Perhaps a lot of lies. At least when it comes to the fish on your plate.
When you go to Bonefish Grill, can you tell if your grouper is really grouper? I mean, it’s just white fish. There’s lots of white fish out there. When you order salmon because it’s wild-caught, can you taste if it’s actually farm-raised? And what exactly is the difference between the red snapper in your sushi and perch or tilapia?
It’s okay, I wouldn’t know either. I feel that perhaps I’m late in stumbling upon this news, probably because I haven’t eaten seafood in… I can’t even remember. But I had no idea that there was so much seafood misnaming going on. I mean, I expect the fast food industry to lie to us. I’m sure we all knew before that silly lawsuit that Taco Bell does not serve straight-up beef. And if you didn’t well… a reality check is needed. But seafood seems like a pretty important thing to be truthful about. I mean, at least we know when it’s real crab, and when it’s “krab”, right? Right?
If you’re a seafood fanatic, and care about what you eat, I think it’d be a good idea to read this article. (Actually, just read it anyway.) It is three years old, granted, but thoroughly explains what has been going on for over thirty years, and yes, it’s still a problem. It comes as no surprise that the FDA laws for seafood labeling are flexible, and apparently easy to walk under. Umbrella terms and euphemisms are used to label all sorts of fish caught around the world. Most of our seafood comes from outside the country, which allows for a lot of leeway between what the fish really is and what it’s called. And legal or not, fisheries make way too much profit to quit. Being fined is no big deal when the penalty is merely a fraction of what you make in a year. It’s very possible and likely for consumers to be unknowingly eating fish that are endangered, toxic, and/or produced to us in a way that is detrimental to the environment. Terms like “frozen fish fillet”, “cod”, and “orange roughy” mean nothing and everything– nothing in terms of standards, and everything in terms of what it really could be. The product itself doesn’t matter, it’s the name that will sell it, because we don’t know any better. In fact, there’s no such fish as pacific red snapper. The FDA allows for thirteen different species of rockfish along the west coast to be sold under that name. Even if the imposter is not harmful to you or the environment, what are you paying for?

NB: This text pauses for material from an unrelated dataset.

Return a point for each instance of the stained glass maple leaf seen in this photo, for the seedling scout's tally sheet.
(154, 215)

A more recent article from Oceana breaks down the harmful effects of seafood mislabeling. I feel it’s a slap in the face, both to honest fishermen, and to consumers who are trying to make conscious decisions, people who want to choose fish that is healthy, abundant, and has a low environmental impact. And for those who can’t afford much of a choice in fish, it’s more like shoving their faces in the mud. It’s amazing that people get away with this. And if it’s happening with seafood, where else is it happening?
You wanna hear some good news, now? It’s the reason I found the first article. Because once that fish is beheaded, scaled, gutted, and fileted, you can’t really tell, right? Except for DNA testing. That’s how the fraudulence had been discovered in the first place, in university science labs. Now, assuming the FDA follows through, routine DNA testing will be implemented, using technology that can quickly identify the genetic sequences of thousands of species. Whoa. That means it will be easier to target fisheries who are committing fraud, allow legitimate ones to have their honesty rewarded, and bring more product transparency to the consumer.